部長は週末の間にビデオの編集をしてくださり、今日はその上映会となった。・・・けど観るのが怖い。僕としても、どうしてあんなことになってしまったのか分からない。兼古先輩との掛け合いが多かったのは嬉しかったけれど、それ以上にマイナスのイメージが多かった。
でも意外と客観的に観られたので驚いた。僕の役的には日常からかけ離れたものだったので問題ないし、僕たちがいがみ合っていたのも少し前のことのように思えたし・・・。でも今後、敢えてこのネタに触れようとは思わないだろうけど。
そして配られた次なる台本は、陪審員を主人公にした名作舞台をアレンジしたものだった。これだったら、みんな大人の振る舞いが出来るのではないだろうか。
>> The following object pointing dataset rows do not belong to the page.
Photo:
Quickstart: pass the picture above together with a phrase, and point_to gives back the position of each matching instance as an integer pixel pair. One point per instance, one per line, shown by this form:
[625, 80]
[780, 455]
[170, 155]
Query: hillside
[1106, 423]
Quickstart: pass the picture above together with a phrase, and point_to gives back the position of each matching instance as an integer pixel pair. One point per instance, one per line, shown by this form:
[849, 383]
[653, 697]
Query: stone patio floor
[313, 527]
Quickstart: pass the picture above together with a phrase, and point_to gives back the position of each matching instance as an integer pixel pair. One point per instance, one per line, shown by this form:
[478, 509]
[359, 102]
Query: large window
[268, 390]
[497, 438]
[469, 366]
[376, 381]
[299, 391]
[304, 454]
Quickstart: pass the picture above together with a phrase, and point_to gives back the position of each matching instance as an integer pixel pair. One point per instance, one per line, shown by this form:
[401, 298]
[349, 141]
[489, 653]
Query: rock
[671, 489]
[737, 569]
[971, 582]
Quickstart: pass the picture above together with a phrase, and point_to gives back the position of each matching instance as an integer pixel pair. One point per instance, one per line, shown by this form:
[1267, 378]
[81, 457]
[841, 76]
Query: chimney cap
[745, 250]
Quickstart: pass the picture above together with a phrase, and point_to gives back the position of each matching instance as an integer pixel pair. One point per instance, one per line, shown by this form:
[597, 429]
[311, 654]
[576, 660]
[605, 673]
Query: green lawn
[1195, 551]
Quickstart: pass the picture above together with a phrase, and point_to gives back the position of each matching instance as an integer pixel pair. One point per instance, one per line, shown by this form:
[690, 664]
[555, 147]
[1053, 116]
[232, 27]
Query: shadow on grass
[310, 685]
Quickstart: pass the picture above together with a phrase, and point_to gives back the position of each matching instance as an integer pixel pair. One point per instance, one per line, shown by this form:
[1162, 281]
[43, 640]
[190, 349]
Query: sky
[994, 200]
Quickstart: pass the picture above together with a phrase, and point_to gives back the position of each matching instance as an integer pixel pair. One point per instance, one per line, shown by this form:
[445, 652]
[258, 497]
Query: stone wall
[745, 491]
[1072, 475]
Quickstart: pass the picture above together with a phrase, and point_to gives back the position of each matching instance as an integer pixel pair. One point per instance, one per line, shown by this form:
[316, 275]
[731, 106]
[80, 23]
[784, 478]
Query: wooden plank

部活が終わり帰ろうとした時に、上柳さんから声をかけられた。
「今日ちょっと時間ある?」
残念ながら、今日は用事があって・・・。
「いいの、急に言った私が悪かったのよ。また今度にするわ」
じゃあね、と手を振っていく彼女。・・・どうかしたのかな?様子が変だ。
それでも仕方ないので、宮殿に帰る。・・・今夜は殿下と食事させていただくことになっているので、着替えて、街へと出る。
「一緒に外で食べるのって久し振りだね」
はい・・・光栄です。
「会ってもらいたい人がいるんだ」
僕などを紹介していただけるんですか?
「彼は僕の友人でカメラマンなんだけど、いい被写体を探していてね。沢渡くんのことを話してみたら、気に入ってくれたんだよ」
モデルですか?
「鷲塚です。殿下からの話通り、被写体にはもってこいですね。・・・ぜひ写真を撮らせてください」
殿下?
「彼がそう言っているんだから、撮ってもらったらどう?」
・・・しかし何故この忙しい時期に?でも殿下からお願いされては断れない。素人だけどいいのでしょうか?